- Americans migrate from colder, cloudier states to warmer, sunnier states.
- Americans migrate from more expensive states -- states with higher costs of living and tax and regulatory burdens -- to less expensive states.
- American migrate to states with expansive economic development and job opportunities. To a large extent, this is a corollary of (1) and (2) -- once people start migrating into a state, that tends to create jobs and economic development, which then attract more migration, so the process becomes self-fueling.
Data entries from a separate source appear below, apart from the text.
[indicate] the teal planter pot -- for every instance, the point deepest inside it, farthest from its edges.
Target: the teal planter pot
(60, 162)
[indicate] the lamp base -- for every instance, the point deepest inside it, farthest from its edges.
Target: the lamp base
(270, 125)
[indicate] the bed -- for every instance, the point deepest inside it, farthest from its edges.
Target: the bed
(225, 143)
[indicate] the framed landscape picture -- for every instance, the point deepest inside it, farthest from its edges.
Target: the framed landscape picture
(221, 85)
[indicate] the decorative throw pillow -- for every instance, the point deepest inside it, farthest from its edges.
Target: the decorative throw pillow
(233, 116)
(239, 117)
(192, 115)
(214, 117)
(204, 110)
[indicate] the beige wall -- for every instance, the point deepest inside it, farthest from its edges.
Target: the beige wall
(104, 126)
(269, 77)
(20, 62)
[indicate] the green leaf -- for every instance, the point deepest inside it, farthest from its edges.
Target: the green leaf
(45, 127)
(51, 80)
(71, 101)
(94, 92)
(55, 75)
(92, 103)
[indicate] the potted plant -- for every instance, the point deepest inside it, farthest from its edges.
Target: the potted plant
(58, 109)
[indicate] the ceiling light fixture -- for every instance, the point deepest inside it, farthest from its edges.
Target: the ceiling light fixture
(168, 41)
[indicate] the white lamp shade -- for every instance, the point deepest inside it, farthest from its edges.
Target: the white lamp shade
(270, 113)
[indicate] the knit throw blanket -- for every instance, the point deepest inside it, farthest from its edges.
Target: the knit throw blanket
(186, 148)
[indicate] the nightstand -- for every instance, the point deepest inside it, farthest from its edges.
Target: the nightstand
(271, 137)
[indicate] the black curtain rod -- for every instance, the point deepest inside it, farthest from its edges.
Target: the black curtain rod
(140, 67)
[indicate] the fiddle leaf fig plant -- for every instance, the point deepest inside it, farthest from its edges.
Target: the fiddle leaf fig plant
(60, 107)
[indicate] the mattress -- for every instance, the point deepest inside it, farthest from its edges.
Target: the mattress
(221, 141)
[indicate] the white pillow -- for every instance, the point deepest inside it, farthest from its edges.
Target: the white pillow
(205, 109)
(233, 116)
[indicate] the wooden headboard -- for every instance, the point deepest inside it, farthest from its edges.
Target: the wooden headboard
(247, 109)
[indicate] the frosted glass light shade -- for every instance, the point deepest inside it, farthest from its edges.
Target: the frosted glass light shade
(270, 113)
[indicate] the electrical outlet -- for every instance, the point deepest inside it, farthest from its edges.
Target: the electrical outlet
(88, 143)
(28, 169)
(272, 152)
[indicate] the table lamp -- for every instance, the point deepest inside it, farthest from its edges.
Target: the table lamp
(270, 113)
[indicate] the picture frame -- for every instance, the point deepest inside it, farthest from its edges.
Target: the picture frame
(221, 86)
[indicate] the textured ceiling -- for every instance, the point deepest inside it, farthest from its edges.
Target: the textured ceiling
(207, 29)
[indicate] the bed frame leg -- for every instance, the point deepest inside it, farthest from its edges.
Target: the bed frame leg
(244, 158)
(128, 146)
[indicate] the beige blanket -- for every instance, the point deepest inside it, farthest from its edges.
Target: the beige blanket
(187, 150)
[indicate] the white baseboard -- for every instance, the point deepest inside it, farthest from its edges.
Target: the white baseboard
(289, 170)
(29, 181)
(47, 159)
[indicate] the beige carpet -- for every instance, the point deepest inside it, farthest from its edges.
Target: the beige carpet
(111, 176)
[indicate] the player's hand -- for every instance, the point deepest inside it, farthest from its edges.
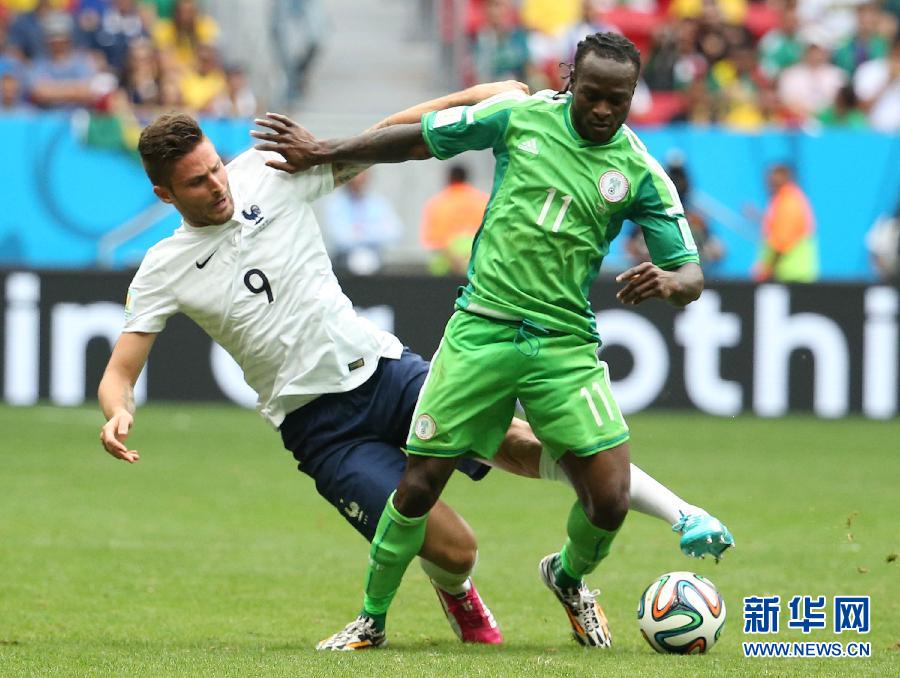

Regionally, the patterns are very clear:
- The West is growing except for two very expensive states in rapid population decline -- California and Hawaii -- and one cold state -- Alaska.
- The South is growing, but some parts more than others. The Atlantic coast states of North Carolina, South Carolina, and Georgia have been highly attractive. Florida's growth, strong for many years, has been tapering considerably as the cost of living there skyrockets. Louisiana and Mississippi had a period of substantial out-migration owing to hurricanes, but are bouncing back. Texas, with a low cost of living, decent job opportunities, and no personal income tax, has a growing rate of in-migration; Tennessee is also doing quite well.
- The Midwest is shrinking, predictably; but perhaps surprisingly, Illinois leads the way -- its recent levels of out-migration are higher than those of Michigan or Ohio. This is probably due to the high cost of living in Chicago, which was a pretty affordable city 20 years ago but is now unenviably rated America's "most overpriced city" by Forbes Magazine. The Midwest really has no strong spots. Even Minnesota, often touted as an economic development success story, had overall out-migration for 2000-2007; it's just too cold there.
- The Northeast is troubled because of its ridiculous cost of living. The three states with the highest rates of out-migration from 2000-2007 (leaving special case Louisiana aside) are New York (1.1%), New Jersey (0.7%), and Massachusetts (0.7%). The situation in Connecticut and Rhode Island has been substantially worsening as well.
I notice that my own moves throughout my adult life illustrate all three of the patterns I enumerated:
- New Jersey to California, 1985 -- Move to better climate and (at that time) better economic opportunity.
- California to Illinois, 1989 -- The Bay Area was getting phenomenally expensive, and Chicago was still affordable. So this was an economy-based move, but I went backwards on climate -- and I have to say, I always regretted it.
- Illinois to Wisconsin, 2002 -- Now Chicago was getting phenomenally expensive; Wisconsin was way more affordable (and has remained so).
- Wisconsin to Nevada, 2009 -- The trifecta: moving for better economic opportunity, better affordability (since Nevada has no state income tax, and Wisconsin has a high one), and better climate.